With the algorithm model, it is only the beginning, and it is still difficult to move forward. Xue Guorong is clear: "The force is a big constraint, such as Alphafold2, a large amount of data distillation work, their algorithm model is based on 30% real data and 70 % Of the distillation data is trained together, behind the huge integration support.

"The plenty of strength can make the protein structure predict from a single structure to interact, from two two studies to scale, advance from the microstructure to the macro system," There are many protein structures in the biological industry, such as gene sequence probably tens of dozens 100 million sequences. But we only know the sequence, don’t know the structure, this is a big information lack of information.
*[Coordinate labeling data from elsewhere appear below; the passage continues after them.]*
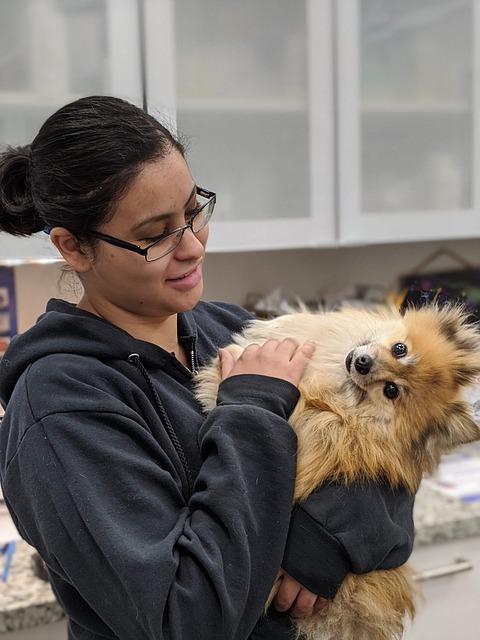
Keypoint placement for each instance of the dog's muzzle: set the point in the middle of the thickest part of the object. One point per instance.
(362, 363)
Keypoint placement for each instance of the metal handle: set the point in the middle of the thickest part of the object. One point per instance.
(457, 566)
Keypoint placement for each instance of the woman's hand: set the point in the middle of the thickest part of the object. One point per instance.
(291, 597)
(284, 359)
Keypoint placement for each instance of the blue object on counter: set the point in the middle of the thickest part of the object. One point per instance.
(7, 550)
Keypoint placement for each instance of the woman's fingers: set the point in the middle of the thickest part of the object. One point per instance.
(284, 359)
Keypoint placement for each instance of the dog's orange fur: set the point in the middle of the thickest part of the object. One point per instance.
(349, 431)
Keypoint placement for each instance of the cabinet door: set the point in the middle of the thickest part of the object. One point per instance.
(254, 101)
(52, 52)
(450, 608)
(408, 139)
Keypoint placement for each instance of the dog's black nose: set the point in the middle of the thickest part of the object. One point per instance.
(363, 364)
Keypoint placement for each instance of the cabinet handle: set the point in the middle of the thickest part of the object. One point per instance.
(444, 570)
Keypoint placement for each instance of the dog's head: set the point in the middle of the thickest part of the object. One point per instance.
(405, 379)
(387, 386)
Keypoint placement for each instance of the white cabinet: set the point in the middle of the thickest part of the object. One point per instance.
(317, 122)
(450, 608)
(254, 97)
(407, 120)
(52, 52)
(326, 122)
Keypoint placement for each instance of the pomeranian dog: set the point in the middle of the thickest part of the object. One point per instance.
(382, 397)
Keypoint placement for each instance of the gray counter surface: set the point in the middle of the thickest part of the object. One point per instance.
(26, 601)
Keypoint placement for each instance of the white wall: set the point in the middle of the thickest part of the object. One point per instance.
(305, 273)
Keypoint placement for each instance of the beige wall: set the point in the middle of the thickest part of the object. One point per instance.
(305, 273)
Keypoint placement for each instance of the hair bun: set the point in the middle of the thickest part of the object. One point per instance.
(17, 211)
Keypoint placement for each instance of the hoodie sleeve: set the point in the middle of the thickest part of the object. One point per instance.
(100, 500)
(341, 529)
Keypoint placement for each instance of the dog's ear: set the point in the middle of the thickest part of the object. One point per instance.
(456, 427)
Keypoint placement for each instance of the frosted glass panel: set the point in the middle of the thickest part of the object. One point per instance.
(243, 104)
(54, 51)
(416, 84)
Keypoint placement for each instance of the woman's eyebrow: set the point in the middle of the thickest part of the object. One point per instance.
(162, 216)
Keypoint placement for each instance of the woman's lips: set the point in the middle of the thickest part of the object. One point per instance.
(190, 280)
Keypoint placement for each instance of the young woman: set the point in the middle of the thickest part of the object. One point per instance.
(154, 520)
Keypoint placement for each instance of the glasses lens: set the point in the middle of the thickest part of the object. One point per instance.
(162, 247)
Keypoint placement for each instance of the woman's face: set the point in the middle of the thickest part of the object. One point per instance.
(122, 282)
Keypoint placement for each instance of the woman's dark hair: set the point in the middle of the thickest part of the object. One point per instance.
(78, 166)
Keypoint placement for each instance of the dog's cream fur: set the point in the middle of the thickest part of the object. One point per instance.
(349, 430)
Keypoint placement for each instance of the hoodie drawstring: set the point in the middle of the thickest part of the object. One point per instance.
(134, 358)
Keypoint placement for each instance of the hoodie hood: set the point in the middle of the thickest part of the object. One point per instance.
(64, 328)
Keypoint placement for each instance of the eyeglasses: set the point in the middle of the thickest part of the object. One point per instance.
(168, 242)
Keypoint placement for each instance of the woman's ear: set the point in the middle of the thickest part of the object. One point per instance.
(71, 250)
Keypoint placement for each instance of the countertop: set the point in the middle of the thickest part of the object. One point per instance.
(27, 601)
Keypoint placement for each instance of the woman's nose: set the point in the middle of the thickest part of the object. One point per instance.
(192, 244)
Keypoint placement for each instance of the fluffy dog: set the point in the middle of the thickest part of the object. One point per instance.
(381, 398)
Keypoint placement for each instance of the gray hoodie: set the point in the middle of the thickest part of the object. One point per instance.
(156, 521)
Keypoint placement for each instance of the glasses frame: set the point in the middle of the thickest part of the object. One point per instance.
(123, 244)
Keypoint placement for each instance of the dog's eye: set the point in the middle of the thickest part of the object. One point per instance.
(390, 390)
(399, 350)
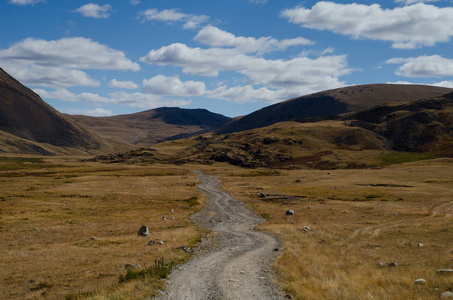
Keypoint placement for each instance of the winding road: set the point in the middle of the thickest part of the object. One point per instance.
(238, 266)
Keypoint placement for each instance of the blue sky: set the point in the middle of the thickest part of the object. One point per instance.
(231, 57)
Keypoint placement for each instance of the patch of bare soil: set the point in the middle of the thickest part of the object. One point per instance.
(238, 267)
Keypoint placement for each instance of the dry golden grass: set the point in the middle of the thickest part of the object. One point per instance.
(358, 219)
(70, 203)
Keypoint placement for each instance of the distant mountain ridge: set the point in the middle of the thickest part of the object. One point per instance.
(332, 102)
(154, 126)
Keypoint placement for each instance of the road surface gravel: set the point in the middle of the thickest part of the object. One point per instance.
(238, 266)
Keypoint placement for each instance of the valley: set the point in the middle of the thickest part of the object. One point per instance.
(368, 182)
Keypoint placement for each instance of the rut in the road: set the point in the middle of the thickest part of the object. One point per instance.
(238, 267)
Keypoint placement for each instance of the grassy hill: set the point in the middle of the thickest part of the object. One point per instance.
(332, 102)
(29, 125)
(153, 126)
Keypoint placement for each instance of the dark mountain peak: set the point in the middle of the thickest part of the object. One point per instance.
(24, 114)
(332, 102)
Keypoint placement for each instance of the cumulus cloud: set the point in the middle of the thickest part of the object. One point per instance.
(189, 21)
(136, 100)
(25, 2)
(293, 73)
(92, 10)
(409, 2)
(59, 63)
(262, 2)
(122, 84)
(244, 94)
(407, 27)
(424, 66)
(214, 37)
(162, 85)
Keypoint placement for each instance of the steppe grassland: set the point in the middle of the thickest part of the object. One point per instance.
(361, 221)
(69, 227)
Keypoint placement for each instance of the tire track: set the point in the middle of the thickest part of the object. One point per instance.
(238, 267)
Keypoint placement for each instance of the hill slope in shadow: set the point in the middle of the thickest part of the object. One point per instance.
(332, 102)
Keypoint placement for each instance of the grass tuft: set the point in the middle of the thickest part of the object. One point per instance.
(160, 270)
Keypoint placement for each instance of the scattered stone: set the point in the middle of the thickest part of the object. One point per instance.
(394, 264)
(446, 294)
(445, 271)
(185, 249)
(143, 231)
(130, 266)
(290, 212)
(420, 281)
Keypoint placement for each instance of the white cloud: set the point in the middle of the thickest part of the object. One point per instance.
(445, 83)
(262, 2)
(296, 73)
(60, 94)
(409, 2)
(162, 85)
(58, 63)
(145, 101)
(424, 66)
(122, 84)
(244, 94)
(172, 15)
(408, 27)
(98, 112)
(213, 36)
(26, 2)
(92, 10)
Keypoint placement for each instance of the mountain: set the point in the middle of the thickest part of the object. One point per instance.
(29, 125)
(351, 140)
(332, 102)
(418, 125)
(153, 126)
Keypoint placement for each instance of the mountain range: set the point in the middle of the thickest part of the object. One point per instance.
(373, 117)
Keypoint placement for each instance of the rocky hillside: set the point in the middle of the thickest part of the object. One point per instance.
(154, 126)
(28, 124)
(332, 102)
(353, 140)
(421, 125)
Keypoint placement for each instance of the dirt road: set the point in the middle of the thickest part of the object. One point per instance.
(238, 266)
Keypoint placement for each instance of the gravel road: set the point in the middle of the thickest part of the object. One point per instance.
(238, 266)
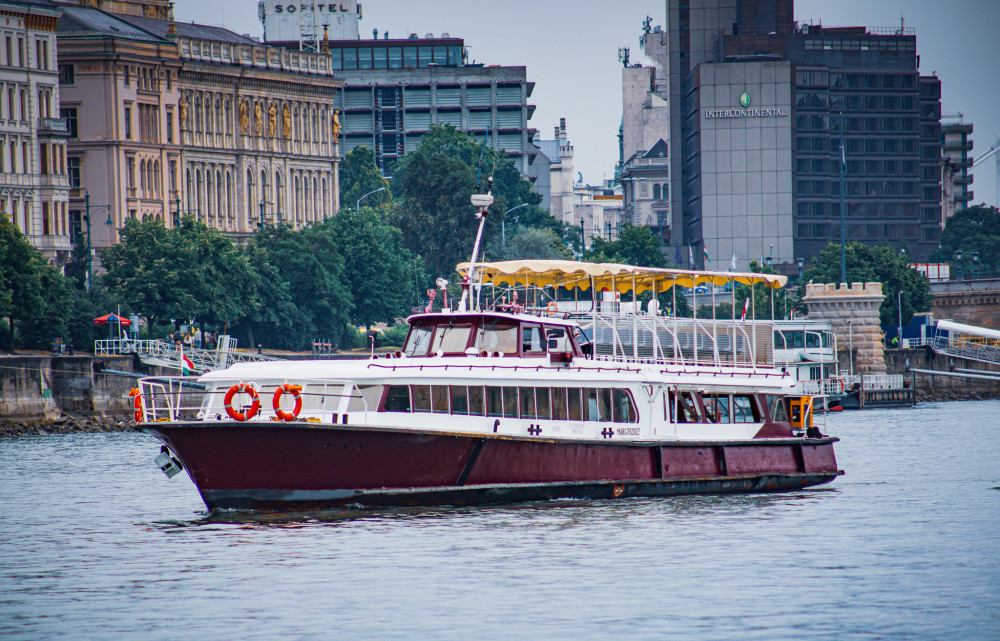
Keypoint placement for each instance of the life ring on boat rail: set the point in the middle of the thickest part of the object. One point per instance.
(294, 391)
(136, 404)
(254, 406)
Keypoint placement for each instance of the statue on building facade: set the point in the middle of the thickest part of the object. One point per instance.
(244, 118)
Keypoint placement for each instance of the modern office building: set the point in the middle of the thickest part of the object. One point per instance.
(168, 119)
(757, 105)
(34, 188)
(396, 88)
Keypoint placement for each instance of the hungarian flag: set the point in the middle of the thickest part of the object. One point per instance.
(187, 367)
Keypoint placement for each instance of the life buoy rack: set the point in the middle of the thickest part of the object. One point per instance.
(294, 390)
(136, 404)
(254, 406)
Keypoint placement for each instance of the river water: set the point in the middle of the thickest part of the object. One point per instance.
(95, 543)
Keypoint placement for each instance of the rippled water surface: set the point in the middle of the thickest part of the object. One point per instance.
(95, 543)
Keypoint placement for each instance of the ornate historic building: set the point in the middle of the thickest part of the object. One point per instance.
(33, 185)
(171, 119)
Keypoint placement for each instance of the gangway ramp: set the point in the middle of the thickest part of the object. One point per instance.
(163, 354)
(965, 341)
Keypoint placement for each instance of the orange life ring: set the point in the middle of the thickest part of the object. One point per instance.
(294, 391)
(254, 407)
(136, 404)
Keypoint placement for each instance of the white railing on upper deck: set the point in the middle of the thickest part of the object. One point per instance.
(684, 341)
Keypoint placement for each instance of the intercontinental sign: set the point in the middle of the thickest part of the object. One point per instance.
(746, 112)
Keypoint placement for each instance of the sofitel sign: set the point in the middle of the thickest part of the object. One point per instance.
(745, 112)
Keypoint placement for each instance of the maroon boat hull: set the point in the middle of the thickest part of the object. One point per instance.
(307, 466)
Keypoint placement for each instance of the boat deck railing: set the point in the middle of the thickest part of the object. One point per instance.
(183, 398)
(682, 341)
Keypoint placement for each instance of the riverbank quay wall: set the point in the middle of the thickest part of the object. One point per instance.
(945, 386)
(41, 388)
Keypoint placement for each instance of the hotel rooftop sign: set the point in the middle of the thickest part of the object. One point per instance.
(746, 112)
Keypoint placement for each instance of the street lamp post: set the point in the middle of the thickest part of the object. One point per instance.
(358, 205)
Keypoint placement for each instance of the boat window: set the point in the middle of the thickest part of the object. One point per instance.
(624, 408)
(451, 339)
(527, 402)
(421, 398)
(494, 401)
(476, 406)
(439, 398)
(531, 340)
(510, 402)
(682, 408)
(779, 411)
(459, 399)
(717, 408)
(559, 404)
(598, 404)
(418, 341)
(745, 409)
(397, 399)
(542, 402)
(497, 337)
(557, 339)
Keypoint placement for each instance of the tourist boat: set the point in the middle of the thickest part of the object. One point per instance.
(501, 402)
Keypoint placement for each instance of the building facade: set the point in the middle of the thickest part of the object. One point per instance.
(34, 188)
(758, 103)
(171, 119)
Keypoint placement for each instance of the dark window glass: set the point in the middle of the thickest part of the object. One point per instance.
(494, 401)
(476, 405)
(559, 404)
(542, 403)
(574, 404)
(439, 398)
(510, 402)
(527, 402)
(421, 398)
(459, 399)
(397, 399)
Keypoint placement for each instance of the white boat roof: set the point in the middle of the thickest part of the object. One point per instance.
(610, 276)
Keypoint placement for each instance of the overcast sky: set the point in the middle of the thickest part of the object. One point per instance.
(570, 49)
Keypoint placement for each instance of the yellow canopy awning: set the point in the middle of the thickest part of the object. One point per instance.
(610, 276)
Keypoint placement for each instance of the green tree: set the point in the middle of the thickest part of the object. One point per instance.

"Xue Guirong said," Protein usually takes the various functions required for life in the form of a complex or into group. However, many protein complexes are still mystery, and the interaction between proteins has not been identified.

We need sufficient strength to support the entire system, perform protein structure prediction, protein design, research protein interaction, drug research and development, etc., find a new method for precise disease treatment.

"At the same time, in terms of data sources and applications, pharmaceuticals, hospitals, etc. are also required to cooperate and linkage.

"More medical companies, institutions, and artificial intelligence companies in the future, to make this industry together, now just start." Xue Guirong said. (Editor: Wang Zhen, Chen Ji) Sharing let more people see recommendation reading.